Dremio Reveals How Metadata Operations Help Organizations Achieve a True Data-as-Code Paradigm
Developers are a crucial element in the production and maintenance of digital products. Whenever they can easily access, manipulate and be creative with the resources they need, that’s where innovation happens.
Data as code is a paradigm that seeks to push the boundaries for developers, as well as the tech industry as a whole. The company has reached a DevOps stage where developers pull datasets from production, turn them into code, and then test them for effectiveness and compatibility. Basically, the data itself is programmed, which represents the ideal concept of data as code, according to Mark Lyons (pictured), vice president of product management at Dremio Corp.
“You have to do this throughout metadata operations so you can control the data version that the the individual is working with and what version of the data production systems see, because these datasets are too large,” he said.
Lyons spoke with theCUBE industry analyst John Furrier during the AWS Startup Showcase: Event “Data as Code — The Future of Enterprise Data and Analytics”, an exclusive broadcast on theCUBE, SiliconANGLE Media’s live streaming studio. They explained how metadata operations and platforms like Dremio help companies manage huge datasets. (*Disclosure below.)
Expand and accelerate the use of data
With the data playing field larger and easier to access, data engineers, scientists, analysts, and even end consumers have a lot to gain. Along with increased productivity, there is now room for more groundbreaking experimentation and the proliferation of use cases.
With the elimination of the need to create entirely new data pipelines, define new schemas, add columns/data types, etc., engineers, developers, and organizations looking to be data-driven data can do much more with data at a much faster rate, according to Lyon. Risk reduction operations are another benefit of manipulating data as code, he added.
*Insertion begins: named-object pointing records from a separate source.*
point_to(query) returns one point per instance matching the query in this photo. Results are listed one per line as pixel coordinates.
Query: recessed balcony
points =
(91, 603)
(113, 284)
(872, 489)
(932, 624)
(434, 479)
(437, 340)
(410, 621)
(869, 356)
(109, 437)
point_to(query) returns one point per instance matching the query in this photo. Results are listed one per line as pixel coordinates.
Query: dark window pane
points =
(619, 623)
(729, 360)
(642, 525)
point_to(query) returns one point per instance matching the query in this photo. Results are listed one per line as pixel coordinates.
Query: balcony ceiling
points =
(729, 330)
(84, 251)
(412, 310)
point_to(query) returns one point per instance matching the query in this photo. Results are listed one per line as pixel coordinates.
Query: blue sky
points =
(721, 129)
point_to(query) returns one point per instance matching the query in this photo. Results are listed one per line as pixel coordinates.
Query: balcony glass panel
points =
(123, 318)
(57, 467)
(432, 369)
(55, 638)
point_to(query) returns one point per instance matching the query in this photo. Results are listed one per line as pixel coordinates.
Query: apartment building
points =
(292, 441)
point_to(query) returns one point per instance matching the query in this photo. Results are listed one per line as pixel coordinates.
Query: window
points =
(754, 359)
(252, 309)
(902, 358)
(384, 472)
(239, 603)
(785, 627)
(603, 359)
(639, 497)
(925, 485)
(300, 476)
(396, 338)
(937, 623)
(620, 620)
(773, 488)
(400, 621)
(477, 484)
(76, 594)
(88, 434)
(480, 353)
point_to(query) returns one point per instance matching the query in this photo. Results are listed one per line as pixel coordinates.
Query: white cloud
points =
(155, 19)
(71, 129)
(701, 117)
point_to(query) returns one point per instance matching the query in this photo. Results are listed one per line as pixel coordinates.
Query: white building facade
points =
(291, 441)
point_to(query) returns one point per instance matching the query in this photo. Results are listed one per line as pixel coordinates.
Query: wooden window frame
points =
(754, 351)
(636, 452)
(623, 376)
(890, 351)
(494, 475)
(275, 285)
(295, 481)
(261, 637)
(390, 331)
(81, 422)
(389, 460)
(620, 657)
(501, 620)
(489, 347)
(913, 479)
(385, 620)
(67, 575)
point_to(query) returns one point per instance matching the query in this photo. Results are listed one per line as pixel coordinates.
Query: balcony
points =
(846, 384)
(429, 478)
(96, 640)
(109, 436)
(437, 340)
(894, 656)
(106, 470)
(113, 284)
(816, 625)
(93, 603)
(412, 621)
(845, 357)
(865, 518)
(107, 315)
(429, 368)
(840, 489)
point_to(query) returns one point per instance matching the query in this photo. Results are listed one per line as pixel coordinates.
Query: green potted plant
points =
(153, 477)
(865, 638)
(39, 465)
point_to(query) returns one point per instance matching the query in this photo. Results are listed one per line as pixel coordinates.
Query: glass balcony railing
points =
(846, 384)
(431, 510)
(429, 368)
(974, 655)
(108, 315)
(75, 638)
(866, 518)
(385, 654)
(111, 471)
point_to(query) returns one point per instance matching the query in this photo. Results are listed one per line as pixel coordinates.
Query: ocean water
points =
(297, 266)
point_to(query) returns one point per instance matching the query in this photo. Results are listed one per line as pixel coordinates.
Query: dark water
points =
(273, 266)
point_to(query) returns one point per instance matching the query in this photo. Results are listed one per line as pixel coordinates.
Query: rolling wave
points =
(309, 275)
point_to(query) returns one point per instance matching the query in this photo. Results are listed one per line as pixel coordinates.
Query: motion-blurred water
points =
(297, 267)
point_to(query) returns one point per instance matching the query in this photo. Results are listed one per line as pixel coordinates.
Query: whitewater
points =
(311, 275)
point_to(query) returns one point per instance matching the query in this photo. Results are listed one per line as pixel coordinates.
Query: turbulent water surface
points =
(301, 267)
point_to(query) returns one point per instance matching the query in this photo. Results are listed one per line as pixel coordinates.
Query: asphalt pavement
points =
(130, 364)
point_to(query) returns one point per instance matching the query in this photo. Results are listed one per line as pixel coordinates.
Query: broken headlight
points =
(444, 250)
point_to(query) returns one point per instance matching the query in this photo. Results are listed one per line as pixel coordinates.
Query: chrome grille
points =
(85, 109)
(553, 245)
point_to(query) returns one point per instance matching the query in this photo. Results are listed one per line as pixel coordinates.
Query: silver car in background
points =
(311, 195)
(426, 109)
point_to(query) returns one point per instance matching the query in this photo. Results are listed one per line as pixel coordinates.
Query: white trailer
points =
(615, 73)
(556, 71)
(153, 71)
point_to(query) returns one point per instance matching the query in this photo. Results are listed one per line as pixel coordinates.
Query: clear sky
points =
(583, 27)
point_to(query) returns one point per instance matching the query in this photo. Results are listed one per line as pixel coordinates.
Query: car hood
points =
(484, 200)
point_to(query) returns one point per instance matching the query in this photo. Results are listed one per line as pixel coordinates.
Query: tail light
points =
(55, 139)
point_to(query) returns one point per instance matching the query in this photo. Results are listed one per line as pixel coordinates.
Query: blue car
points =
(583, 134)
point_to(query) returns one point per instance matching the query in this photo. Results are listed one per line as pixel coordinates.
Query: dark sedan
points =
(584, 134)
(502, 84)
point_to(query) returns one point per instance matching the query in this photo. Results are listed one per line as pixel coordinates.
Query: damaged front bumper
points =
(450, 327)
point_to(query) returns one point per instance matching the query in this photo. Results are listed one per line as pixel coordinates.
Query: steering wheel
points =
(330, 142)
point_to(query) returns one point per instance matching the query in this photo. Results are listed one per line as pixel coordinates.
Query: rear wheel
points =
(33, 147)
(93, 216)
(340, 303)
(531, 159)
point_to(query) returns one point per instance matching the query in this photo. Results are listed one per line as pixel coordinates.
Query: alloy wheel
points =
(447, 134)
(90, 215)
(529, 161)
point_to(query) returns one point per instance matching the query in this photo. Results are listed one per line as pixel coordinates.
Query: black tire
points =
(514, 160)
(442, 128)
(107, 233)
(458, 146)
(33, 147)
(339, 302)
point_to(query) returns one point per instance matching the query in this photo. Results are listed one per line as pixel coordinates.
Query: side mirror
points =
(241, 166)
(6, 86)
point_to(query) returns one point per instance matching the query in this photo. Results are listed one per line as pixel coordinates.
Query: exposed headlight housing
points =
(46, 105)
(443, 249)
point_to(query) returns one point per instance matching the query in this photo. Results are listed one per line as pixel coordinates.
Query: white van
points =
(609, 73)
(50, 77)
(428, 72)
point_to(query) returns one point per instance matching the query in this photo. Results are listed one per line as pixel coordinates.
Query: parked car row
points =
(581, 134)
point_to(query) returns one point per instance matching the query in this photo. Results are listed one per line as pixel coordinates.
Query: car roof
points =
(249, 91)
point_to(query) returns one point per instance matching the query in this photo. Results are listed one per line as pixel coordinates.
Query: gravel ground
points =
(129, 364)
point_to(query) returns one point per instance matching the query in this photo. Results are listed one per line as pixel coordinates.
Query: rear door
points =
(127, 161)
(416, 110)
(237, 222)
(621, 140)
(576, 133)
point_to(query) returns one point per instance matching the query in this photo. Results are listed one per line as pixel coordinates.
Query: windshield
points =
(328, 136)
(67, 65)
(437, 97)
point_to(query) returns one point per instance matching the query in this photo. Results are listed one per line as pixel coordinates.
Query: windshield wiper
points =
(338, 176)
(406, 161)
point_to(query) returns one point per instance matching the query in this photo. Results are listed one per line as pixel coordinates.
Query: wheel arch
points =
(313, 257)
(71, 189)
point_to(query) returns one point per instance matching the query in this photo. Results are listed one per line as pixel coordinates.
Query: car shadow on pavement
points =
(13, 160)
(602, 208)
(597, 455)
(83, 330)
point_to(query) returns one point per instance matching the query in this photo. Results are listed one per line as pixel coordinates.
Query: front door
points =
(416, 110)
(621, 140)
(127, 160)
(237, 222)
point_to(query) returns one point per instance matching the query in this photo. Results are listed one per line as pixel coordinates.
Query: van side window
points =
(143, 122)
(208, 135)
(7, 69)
“YYou are not afraid to mess up the production system, mess up this data, show it to the end user. with sSome companies, data is their business … go until the end one consumer, one third party,” Lyons said.
Over time and with the increasing complexity of computing, many mundane tasks – like iterating AI and machine learning algorithms – have become downright laborious.
“I think it’s going to change the world, because this stuff was so painful to do. The datasets had gotten so much bigger, as you know, but we still did it the old way, which was generally moving data for everyone,” Lyons explained. “It involved copying data, sampling data, and moving data. »
The old paradigm is proving more and more inefficient by the day, and data as code is meant to fix it.
Data lakes complement, not oppose, change
When cloud data lakes emerged, distributed file systems like Hadoop and Snowflake were the mainstay. A few industry analysts have even predicted that these data lakes may not reach their current level of popularity. The technology has proven invaluable, and now data as code is poised to add even more value to cloud data lakes by overcoming some of their pressing shortcomings, according to Lyons.
“Data lakes this time with the Apache Iceberg table format and what Dremio is working on around metadata, these things are not going to become data swamps anymore,” he explained. “They will in fact be functional systems that inserts and updates in leads. You can see all commits. You can time travel them. And all files are effectively managed and optimized so you need to partition the data.
With a good grasp of manifest files, changes that occur in files, query engines, and other validations, developers are in a better position to create a working system that is not just a “data swamp”, according to Lyons.
There’s a general demand in the industry for business intelligence tools capable enough to handle the tsunami of data sources businesses face, Lyons added.
“Fon the data source side, Dremio is very competent with our parquet files in an object store, as we have just said, but it can also access data from other relational systems,” he said.
Stay tuned for the full video interview, part of SiliconANGLE and theCUBE’s coverage of the AWS Startup Showcase: Event “Data as Code — The Future of Enterprise Data and Analytics”.
(*Disclosure: TheCUBE is a paid media partner for the AWS Startup Showcase: “Data as Code — The Future of Enterprise Data and Analytics” Event. Neither Dremio Corp., the sponsor of theCUBE’s event coverage, nor the other sponsors have editorial control over the content of theCUBE or SiliconANGLE.)